Originally published at: http://www.itversity.com/lessons/problem-2-aggregations-using-spark/

Aggregations can be done either by using Core Spark API or Data Frame Operations or Spark SQL Problem Statement Using sqoop copy data available in mysql products table to folder /user/cloudera/products on hdfs as text file. columns should be delimited by pipe ‘|’ move all the files from /user/cloudera/products folder to /user/cloudera/problem2/products folder Change permissions…


#2

Part of the solution (Step 4c) in pyspark:

products = sc.textFile("/user/snehaananthan/problem2/products")
for i in products.take(10): print(i)

productsFiltered = products.filter(lambda p: float(p.split("|")[4]) < 100.00)

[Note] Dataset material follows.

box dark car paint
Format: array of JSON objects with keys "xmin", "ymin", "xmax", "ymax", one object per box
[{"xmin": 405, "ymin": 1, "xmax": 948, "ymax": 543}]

productsMap = productsFiltered. \
map(lambda p: (int(p.split("|")[1]), float(p.split("|")[4])))
for i in productsMap.take(100): print(i)

results = productsMap. \
aggregateByKey((0.0, 0, 0.0, 101.00), 
	lambda (highest, count, sum, lowest), input_price: 
		(input_price if input_price > highest else highest, 
		count + 1, 
		sum + input_price, 
		input_price if input_price < lowest else lowest), 
	lambda (highest1, count1, sum1, lowest1), (highest2, count2, sum2, lowest2): 
		(highest1 if highest1 > highest2 else highest2, 
		count1 + count2, 
		sum1 + sum2 / count1 + count2, 
		lowest1 if lowest1 < lowest2 else lowest2
		)
)
for i in results.take(10): print(i)